Photo by Alex de Cordoba via LAist Featured Photos on Flickr
It's official. Food trucks in L.A. County will have to go through twice-yearly inspections and display the resulting health grade just like restaurants do, thanks to the approval of an ordinance today the L.A. County Board of Supervisors. The law will go into effect in 30 days, but don't expect "A's," "B's" and "C's" clinging to the windows of food trucks and carts right then.
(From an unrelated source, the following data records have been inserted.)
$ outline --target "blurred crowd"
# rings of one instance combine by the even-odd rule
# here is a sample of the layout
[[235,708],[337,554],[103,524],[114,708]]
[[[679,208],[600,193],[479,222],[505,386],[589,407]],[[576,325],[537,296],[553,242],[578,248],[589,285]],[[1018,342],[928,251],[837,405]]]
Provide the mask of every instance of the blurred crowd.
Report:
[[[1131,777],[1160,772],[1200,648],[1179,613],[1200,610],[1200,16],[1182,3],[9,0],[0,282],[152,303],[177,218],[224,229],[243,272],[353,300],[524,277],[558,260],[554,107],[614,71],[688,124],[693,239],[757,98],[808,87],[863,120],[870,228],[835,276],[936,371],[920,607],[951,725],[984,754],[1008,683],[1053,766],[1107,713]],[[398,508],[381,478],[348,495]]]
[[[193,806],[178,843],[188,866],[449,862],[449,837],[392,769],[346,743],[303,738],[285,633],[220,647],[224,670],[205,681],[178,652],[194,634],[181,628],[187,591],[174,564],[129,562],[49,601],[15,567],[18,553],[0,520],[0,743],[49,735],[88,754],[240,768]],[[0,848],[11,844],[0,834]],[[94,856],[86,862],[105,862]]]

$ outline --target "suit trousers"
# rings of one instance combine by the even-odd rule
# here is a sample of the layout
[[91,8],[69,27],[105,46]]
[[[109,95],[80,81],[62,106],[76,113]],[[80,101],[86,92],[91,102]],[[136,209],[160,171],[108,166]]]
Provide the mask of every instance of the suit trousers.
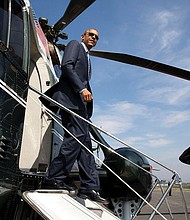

First, two things have to happen: one, each of the 88 cities must follow suit and adopt the ordinance to make it enforceable within their jurisdiction; and two, it's going to take awhile, maybe up to two years, to inspect and grade the approximately 3,200 food trucks and 2,800 food carts.

The ordinance also establishes an annual certification inspection for food equipment and will require owners to detail the whereabouts of their mobile eatery, including "the arrival, departure and exact location... where the retail food business is being conducted," according to the county's summary (.pdf) of the ordinance.

Many food truck operators find this welcoming news. "We want the grading system to work out," explained Matt Geller of the SoCal Mobile Food Vendors Association, which represents more than 90 trucks. As for informing the county of all their locations, even if spontaneous, Geller wasn't concerned. "They are not going to make it so stringent so it's impossible," he said, noting food truck operators have been working with health inspectors to make the ordinance workable.